5. Ships with crews and long voyages afford more dramatic possibilities.

6. The Navy is neater. (Apologies to all my AFROTC buddies and the USMC)

The earliest writer to envision a believable galaxy spanning civilization was E. E. "Doc" Smith. His 'Lensmen' series inspired the likes of George Lucas and Babylon 5's creator (whose name I can't remember.) It also inspired the very first video game, 'Spacewar,' in which 2 ships try to shoot each other while maneuvering around a star. With gravity. They inspired me too, and I'm sure a whole lot of others.

Well, the point is Smith envisioned huge fleets of ships fighting in 3 dimensional space, (anyone remember the "Cone of Battle?") and such was his influence that the paradigm stuck.

Much SF (notably David Drake's Honor Harrington series) borrows unasamedly from C. S. Forester's Horatio Hornblower, and the fighting concepts of the age of sail. Others come all the way up to WWII, or as game designer Frank Chadwick commented, "Jutland or Trafalgar with a touch of Midway for spice."

And that brings up the question, with all we know now about string theory, the physics of hyperspace, the alternate world hypothesis and multi dimensional math, what should the model for Science Fiction military be?

Well the answer is obvious. The Navy, of course. It's neater!

I welcome all comments that are fit to print.


  1. You certainly have thought this out. How about a naval ship holds more crew than the any known aircraft and thus opens the door for more conflicts and drama?

  2. Funny - but it never occured to me that a naval paradigm did indeed "fit" much of our classic SciFi. Battlestar Galactica, Farscape, the SG's - all of the best series are "boat-based"! The ship indeed represents a microcosm of our larger 'verse. Nice analogy.

    Diane Nelson

  3. That's very cool Bart, I've always been a huge SciFi fan. I even read some quantum physics to get ideas for my alternative universe story. Not that understand string theory, etc. but some of it is fascinating and parts can be worked into our stories.

  4. great post Bart, I never really thought about this, but you are right. I do tend to think more along the lines of Navy (mostly for the reasons you listed) when I think about space exploration.

    The only standout, for me, in this is SG1 (Stargate franchise). They were all airforce members, so I tend to keep that in mind while watching all the SG franchise spin offs.
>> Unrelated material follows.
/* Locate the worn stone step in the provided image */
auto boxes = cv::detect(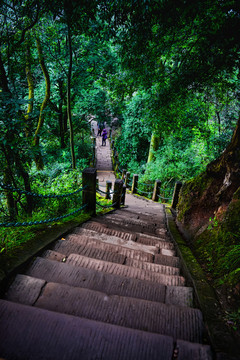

  5. Right, Kathy. We don't have to be physicists to use physics in our stories. But we can at least get the physics right, notwithstanding that there are usually 3-4 competing theories about how stuff REALLY works, and sometimes all of them are right.

  6. Sorry guys, I'm going with the Air Force on this one.

    Call me biased as an AF aerospace engineer's wife, but guess which branch of the military is developing most of our space vehicles. I'll give you a hint, it's not the Navy.

    To have nautical terms stick in the future of space travel, we'd have to assume that ship builders and designers are the ones developing the technology to get us into space, not aircraft builders and designers.

    Since most of our early jaunts into space will come from small craft built by aeronautical engineers, it is reasonable to assume that the larger "ships" and stations will develop out of the earlier smaller vessels based on air travel not sea travel, and carry their terminology with it.

    While I'll gladly salute the early history of SF, and the naval paradigms that they used to keep readers familiar with their strange new concepts, the Air Force rocks! And they like to keep things practical.